By Dan Christensen, FloridaBulldog.org
Thomas Van Lent, the Everglades Foundation’s former top scientist found guilty of criminal contempt in May, heard a parade of character witnesses sing his praises at his sentencing hearing Friday – even as the foundation’s lawyer seemed bent on getting him thrown in jail.
Miami-Dade Circuit Judge Carlos Lopez will decide on Van Lent’s sentence after pondering the testimony and arguments presented at Friday’s three-hour Zoom hearing. Under Florida statute 775.02, regarding punishments for common-law offenses, Van Lent faces a fine of up to $500 or as much as a year behind bars.
At the hearing’s outset, Everglades Foundation attorney Jorge Piedra began by declaring, “Your honor, I want to make it very clear that the Everglades Foundation is not taking a position with respect to what the sentencing should be.”
Piedra then went on to hammer Van Lent at almost every turn, recounting Lopez’s detailed findings in a 23-page ruling that the scientist had disobeyed a court order and obstructed justice by deleting or encrypting from his computer and phones hundreds of thousands of pages owned by the foundation. Then he conducted a bruising cross-examination of Van Lent as he and his defense lawyer sought to put the best face on what he did.
Tallahassee attorney Amy Kirkpatrick sought to portray Van Lent, a hydrologist considered to be one of the world’s foremost scientific authorities on the Everglades, as a good and noble family man who had no intention of disrupting the judicial process by his actions.
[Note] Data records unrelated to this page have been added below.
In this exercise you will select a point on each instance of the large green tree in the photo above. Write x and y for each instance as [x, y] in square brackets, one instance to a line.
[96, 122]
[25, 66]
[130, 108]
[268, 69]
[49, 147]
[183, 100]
VAN LENT FACING BANKRUPTCY
“Dr. Van Lent is a 67-year-old husband, father, grandfather, friend to many who has been a major contributor to our society. In deleting [a computer] application, he did not mean to delete foundation documents. You heard him testify to that. He did not mean to embarrass, hinder, or obstruct the court in its administration, and you heard him apologize sincerely if did that,” Kirkpatrick said.
Kirkpatrick, suggesting that Van Lent has already suffered punishment enough, informed Judge Lopez her client has been socked with a judgment for the Everglades Foundation’s attorney’s fees in the case: in excess of $170,000. As a result, Van Lent is being driven to file for bankruptcy protection, she said.
Van Lent’s wife of 43 years, Lois, further testified that things are so bad in their Tallahassee household that she’ll be going back to work soon.
Four of Van Lent’s supporters, including a retired Episcopal priest, the executive director of the late Marjory Stoneman Douglas’s Friends of the Everglades and several scientists, testified.
Dr. Stuart Pimm, the renowned Doris Duke Chair of Conservation Ecology at North Carolina’s Duke University, called Van Lent not only an “outstanding scientist,” but “a man of extraordinary integrity.”
“In or about 2000 when there was a plan for the Everglades, it was called the Central Everglades Restoration Program, CERP, when Tom was part of a very forthright discussion of a plan that was at that stage going to cost the U.S. taxpayer a $12 billion,” Pimm said. “And Tom played a leadership role in pointing out that it was going to not do what it was purported to do and that they needed to be some significant oversight on that. That was a very courageous thing to do academically. It was a courageous thing to do, even more courageous thing to do, politically. And it represented to me the extraordinary commitment to, you know, getting the story right, doing the science properly that has characterized everything I’ve seen Tom do.”
PIEDRA’S EARLY XMAS PRESENT
Van Lent was the last to testify. And he and Jorge Piedra, the managing partner at the Kozyak Tropin & Throckmorton law firm in Coral Gables, wrangled vigorously over the timing and meaning of what he did with his computer. Then came Piedra’s questions about Van Lent’s appearance on the Dec. 6 episode of the WLRN/NPR podcast about ongoing the Everglades restoration, Bright Lit Place.
The hour-long podcast titled “Science on Trial” focused on “the saga of one scientist who resigned rather than put politics over science, and got dragged into court.” In it, Van Lent called the injunction that Judge Lopez cited him for violating “outrageous.”
“This seems un-American and I just…I had difficulty grappling with it,” he told Piedra. “It was grossly unfair to me.”
Van Lent’s very public remarks critical of the competency and fairness of the judge who found him in contempt, and is now poised to sentence him, could hardly have come at a worse time.
It was an early Christmas gift for prosecuting attorney Piedra.